Traditionally the best man can be a bit of a loose cannon. He's the guy you've selected to celebrate you in just the right way, probably a lifelong friend or brother, but deep down you're not too sure if he's going to over step the mark. A large proportion of best men speeches around the world still seem dead set on destroying lives, not realising that the most significant casualty of all, will be themselves. However, there's not much you can do about a speech once it's set in motion, but you can mitigate and limit the damage as much as possible. I simply don't agree with brides demanding to have a first draft of the best man speech and signing it off on their approval, if you're that unsure about the guy, don't choose him in the first place. Just make sure he sticks to a sensible word count, and leaves out the former girlfriends - the very worst that can then happen is that he recounts a few dodgy stories, but doesn't outstay his welcome.

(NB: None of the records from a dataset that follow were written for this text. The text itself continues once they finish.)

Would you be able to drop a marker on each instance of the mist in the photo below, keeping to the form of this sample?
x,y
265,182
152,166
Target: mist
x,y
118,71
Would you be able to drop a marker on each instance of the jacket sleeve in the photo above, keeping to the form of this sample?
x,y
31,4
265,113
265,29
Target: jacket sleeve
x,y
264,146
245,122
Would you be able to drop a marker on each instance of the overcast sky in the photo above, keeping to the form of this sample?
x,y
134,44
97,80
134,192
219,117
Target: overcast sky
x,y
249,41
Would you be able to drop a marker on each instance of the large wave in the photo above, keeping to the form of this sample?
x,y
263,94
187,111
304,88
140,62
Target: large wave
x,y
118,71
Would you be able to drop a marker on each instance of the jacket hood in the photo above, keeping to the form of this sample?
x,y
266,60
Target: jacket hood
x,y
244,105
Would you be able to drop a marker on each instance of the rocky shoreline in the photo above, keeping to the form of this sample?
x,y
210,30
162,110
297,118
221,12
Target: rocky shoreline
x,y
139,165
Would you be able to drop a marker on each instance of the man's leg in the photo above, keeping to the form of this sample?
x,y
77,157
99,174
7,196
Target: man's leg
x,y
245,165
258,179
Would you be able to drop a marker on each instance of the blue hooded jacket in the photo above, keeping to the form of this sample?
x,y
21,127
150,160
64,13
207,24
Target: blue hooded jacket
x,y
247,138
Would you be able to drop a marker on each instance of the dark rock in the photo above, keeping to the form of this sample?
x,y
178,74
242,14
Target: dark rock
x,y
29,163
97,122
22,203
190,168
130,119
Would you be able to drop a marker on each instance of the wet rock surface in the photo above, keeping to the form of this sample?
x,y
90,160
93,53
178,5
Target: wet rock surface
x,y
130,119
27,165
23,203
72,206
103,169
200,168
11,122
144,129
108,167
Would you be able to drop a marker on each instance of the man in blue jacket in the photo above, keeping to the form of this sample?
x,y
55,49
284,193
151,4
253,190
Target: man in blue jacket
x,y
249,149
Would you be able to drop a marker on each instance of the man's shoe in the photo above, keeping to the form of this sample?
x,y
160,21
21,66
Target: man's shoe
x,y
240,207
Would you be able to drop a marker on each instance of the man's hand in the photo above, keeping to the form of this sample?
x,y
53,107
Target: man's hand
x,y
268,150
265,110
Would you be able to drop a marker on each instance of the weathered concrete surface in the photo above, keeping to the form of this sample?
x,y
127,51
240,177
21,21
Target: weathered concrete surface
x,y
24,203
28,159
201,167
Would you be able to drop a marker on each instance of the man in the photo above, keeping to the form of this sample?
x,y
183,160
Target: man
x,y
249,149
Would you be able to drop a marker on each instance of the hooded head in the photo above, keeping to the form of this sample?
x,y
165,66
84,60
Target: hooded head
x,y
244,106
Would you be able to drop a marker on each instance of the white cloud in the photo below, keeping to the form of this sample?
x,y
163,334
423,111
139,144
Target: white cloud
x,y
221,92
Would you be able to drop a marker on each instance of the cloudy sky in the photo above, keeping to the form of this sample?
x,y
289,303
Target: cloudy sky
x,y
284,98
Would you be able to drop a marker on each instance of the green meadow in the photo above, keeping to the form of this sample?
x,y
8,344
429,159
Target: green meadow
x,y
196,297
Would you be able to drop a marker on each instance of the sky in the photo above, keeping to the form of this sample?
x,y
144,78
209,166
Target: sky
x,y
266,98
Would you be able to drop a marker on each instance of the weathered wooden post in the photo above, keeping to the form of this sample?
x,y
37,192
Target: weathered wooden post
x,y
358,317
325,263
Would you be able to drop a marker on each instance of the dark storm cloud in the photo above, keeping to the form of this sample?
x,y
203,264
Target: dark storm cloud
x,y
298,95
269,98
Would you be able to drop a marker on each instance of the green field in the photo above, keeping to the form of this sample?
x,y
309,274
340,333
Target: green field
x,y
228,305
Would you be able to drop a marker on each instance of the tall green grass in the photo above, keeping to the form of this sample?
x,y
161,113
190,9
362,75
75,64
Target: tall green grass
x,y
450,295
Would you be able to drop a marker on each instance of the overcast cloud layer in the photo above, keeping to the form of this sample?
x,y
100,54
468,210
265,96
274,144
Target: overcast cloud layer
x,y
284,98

However, when it comes to how you should mention the best man in your groom speech, then that needs a careful eye as well. Many grooms spend far too long talking about their best man, in fact, it's not uncommon for the best man and bride to have equal footing in the speech, and that's just plain wrong. You should limit your best man to around a couple of sentences in your speech, anything more than that and you're going down the tedious story route which bloats the speech to a 35 epic. Also mention your best man in the middle of your speech, not at the end. I never understand why so many people insist on making the handover to their best man as the crescendo to their groom speech. Get the MC to do that - the pinnacle of your groom speech should always be about the bride. Period.
So, have a quiet word with the best man to make sure he's sticking to a decent length of speech, make sure he's not toasting his way to oblivion, and remember that he really isn't nearly as important as the bride!